Hearing set to increase Hancock millage
By Dwayne Bremer
Aug 13, 2014, 08:58
The Hancock County Board of Supervisors will host a public hearing on Aug. 29 to discuss a proposed 3.21 mil increase for the 2014-2015 fiscal year.
Supervisors voted 4-1 Monday to host the public hearing, which is mandated by state law before a tax increase is enacted.
District Three Supervisor Lisa Cowand cast the lone "no" vote.
Supervisors conducted a workshop on Monday to discuss the upcoming budget.
Last year, supervisors made large cuts to the budgets of the sheriff, tax assessor/collector, circuit clerk, and chancery clerk.
Last year's total budget was $38.13 million, with $18.28 million coming from ad valorem taxes.
The county levied 41.46 mils last year. This year, the value of a mil is up slightly from $453,000 to approximately $460,000.
A mil is determined by a formula which includes property tax, auto tax, taxes on personal property such as RVs, and utilities.
County taxpayers have not seen a millage increase in at least two decades.
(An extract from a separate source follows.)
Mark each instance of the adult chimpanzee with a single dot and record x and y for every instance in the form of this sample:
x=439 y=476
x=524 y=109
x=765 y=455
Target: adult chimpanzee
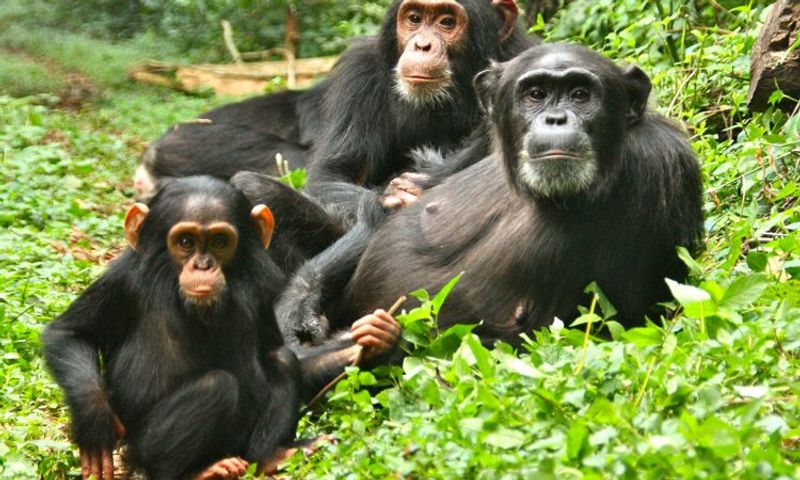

A few years, supervisors have lowered millage to offset the rise in a mil's value.
This year's projected budget is $35.445 million, with $19.96 million coming from ad valorem.
The proposed 3.21 mil increase would cost a taxpayer an additional $32 for every $100,000 worth of value, officials said.
The millage increase would include a .6 mil raise to cover higher costs and volume of solid waste collection and a 1.83 mil increase for general fund revenue.
Supervisors also added an extra .78 mils for employee raises and benefits. County employees have not had a pay raise in four years and many of them saw their paychecks decrease earlier this year when the county changed its insurance plan.
Supervisors said increases in expenditures have caused the need for additional revenue.
"As far as we can forecast, this will keep our budget balanced for the foreseeable future," District Five Supervisor Tony Wayne Ladner said Monday.
District One Supervisor David Yarborough said Monday that he has received "40 or 50" calls about the proposed tax raise and most of his constituents understand the need for it.
Cowand, however, said she has received different reviews.
"I have gotten a lot of outrage," Cowand said. "I guess our constituents are different."
District Four Supervisor Steve Seymour said that a lot can change before the public hearing.
"We are going to continue to work on it in the next two weeks," he said.
State law requires that cities and counties set their respective budgets by Sept. 15.